The leaders in Beijing see incorporation of Hong Kong as just another city—and one inside the Great Firewall— as the ultimate objective. Chinese Premier Li Keqiang said on Friday morning that the CCP will ensure that the government of Hong Kong will “fulfill its responsibilities,” and that the Chinese authorities will carry out a plan to assimilate Hong Kong into southeast China.
The announcement on Thursday evening brought forth comparisons to rules that were proposed by Hong Kong’s own government in February 2003, when officials introduced a bill that invoked vague definitions of “treason, subversion, secession, and sedition” to give authorities the power to conduct searches and seizures without warrants, as well as shutter any organizations or media outlets that it deemed a threat to the city’s security.
This sparked widespread opposition as well as large-scale demonstrations in Hong Kong, like those that took place last year. In July 2003, 50,000 people surrounded the legislative building. A week after that, the city’s Secretary for Security resigned.
Since then, the people of Hong Kong have organized protest movements in which they express sharp anti-CCP views, targeting the party’s representatives in the local government as well. There was the Umbrella Movement in 2014 that lasted for 79 days, when people occupied major roads in the city. A summer uprising last year, sparked by an extradition bill that Hongkongers believed would provide cover for the CCP’s politically motivated punishments, led to months of anti-government and anti-police actions across the city, Beijing has decided enough is enough.

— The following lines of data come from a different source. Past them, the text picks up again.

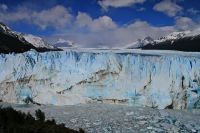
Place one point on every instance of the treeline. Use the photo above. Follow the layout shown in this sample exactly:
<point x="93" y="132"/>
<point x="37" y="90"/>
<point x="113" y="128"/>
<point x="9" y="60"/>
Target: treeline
<point x="12" y="121"/>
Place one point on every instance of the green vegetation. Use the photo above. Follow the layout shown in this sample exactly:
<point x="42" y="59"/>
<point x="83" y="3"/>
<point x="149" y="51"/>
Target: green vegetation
<point x="12" y="121"/>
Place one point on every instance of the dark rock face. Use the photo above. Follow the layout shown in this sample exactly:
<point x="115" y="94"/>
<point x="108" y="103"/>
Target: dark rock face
<point x="188" y="44"/>
<point x="12" y="42"/>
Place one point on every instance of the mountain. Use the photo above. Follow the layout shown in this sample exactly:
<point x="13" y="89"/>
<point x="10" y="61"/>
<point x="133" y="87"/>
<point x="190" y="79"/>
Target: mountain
<point x="61" y="43"/>
<point x="11" y="41"/>
<point x="140" y="43"/>
<point x="181" y="41"/>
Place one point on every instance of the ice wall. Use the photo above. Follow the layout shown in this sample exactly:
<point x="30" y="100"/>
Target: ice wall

By framing the most recent anti-government actions in Hong Kong as terrorist acts, and by suggesting that there is the “seed of terror” in the city, Chinese authorities are invoking the power to pass laws related to national security and reshape the governance of Hong Kong. This is at odds with the city’s special status that the U.S. State Department and other American entities often refer to, and which is zealously guarded by Hongkongers.
With this move, what is the Chinese Communist Party truly trying to outlaw in the port city? Beyond its vague scheme to ban “sedition, treason, and secession,” Beijing is giving its figureheads in Hong Kong as well as the city’s police force carte blanche to stamp out dissent—dissent that mobilized millions of people to march through the city in peaceful rallies, galvanized the black bloc’s “Be Water” philosophy of resistance, reshaped Hongkongers’ spending habits, and moved people to vote in what became a landslide victory for pro-democracy candidates in an election last year.
What the CCP wants to extinguish is a city’s refusal to assimilate into a system that offers no choice other than the narrow path set forth by Beijing’s political rulers—the party’s way, or none at all.